Perché CFP{{0}}ACO si chiama "analogico"? Questi sistemi non sono uno e zero digitali? Questa è la genialità della tecnologia di coerenza, che modula gli 1 e gli 0 in forme d'onda analogiche, impacchettando più dati in ciascuna forma d'onda, che possono poi essere decodificati accuratamente all'altra estremità.
Naturalmente, questa è una spiegazione molto semplice della trasmissione coerente del segnale, ma la chiave dello scopo dello sviluppatore è la necessità di convertire i segnali digitali in segnali analogici per trasmettere i dati e riconvertire i segnali analogici in segnali digitali all'altra estremità. CFP2-ACO può elaborare solo segnali analogici, riceve segnali analogici coerenti da inviare dal DSP oppure trasmette i segnali analogici coerenti ricevuti al DSP per la conversione in segnali digitali.
CFP2-I sistemi ACO stanno facendo progressi nel ridurre l'ingombro spaziale, nel ridurre il consumo energetico e nel ridurre il costo delle apparecchiature di rete ottica, in particolare dei convertitori. Queste piattaforme sono state ampiamente adottate in tutto il settore e sono diventate la forma standard di trasmissione ottica praticamente in ogni rete di provider cloud.
Dall'introduzione dei sistemi basati su CFP2-ACO, i fornitori hanno introdotto nuovi e più veloci sistemi "pizza box" che non si basano sui dispositivi collegabili DWDM. I componenti ottici e i DSP si trovano su piccoli moduli sostituibili sul campo o su piccole schede di linea. Questi sistemi possono supportare oltre 600 Gbps per lunghezza d'onda.
Allo stesso tempo, con l'introduzione diCFP2-DCO, è continuato lo sviluppo di dispositivi ottici DWDM coerenti collegabili. "D" sta per "numero" nell'ottica coerente digitale. Ancora una volta, gli sviluppatori dell'ottica coerente hanno ridotto le dimensioni e il consumo energetico dei componenti, in modo che sia il dispositivo ottico che il DSP siano stati alloggiati nel CFP2.

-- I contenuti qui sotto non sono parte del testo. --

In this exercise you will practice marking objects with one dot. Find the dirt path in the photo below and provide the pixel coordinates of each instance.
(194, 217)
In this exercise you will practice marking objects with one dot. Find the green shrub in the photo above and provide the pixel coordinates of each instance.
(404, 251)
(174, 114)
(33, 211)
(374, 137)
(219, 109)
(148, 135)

Ciò elimina la necessità di un rack per ospitare i DSP, consentendo trasferimenti DWDM coerenti direttamente da router o switch, che rappresenta il vero punto di svolta per la convergenza DWDM e router.
I moduli ottici coerenti sono ora sviluppati per 400G ZR e 400G ZR+ in contenitori QSFP-DD, utilizzando la stessa tecnologia diCFP2-DCO, ma di dimensioni inferiori. Un pacchetto così compatto può ospitareDispositivi ottici DWDM coerenti 400G, che in effetti fornisce una soluzione fattibile per il routing e la fusione DWDM.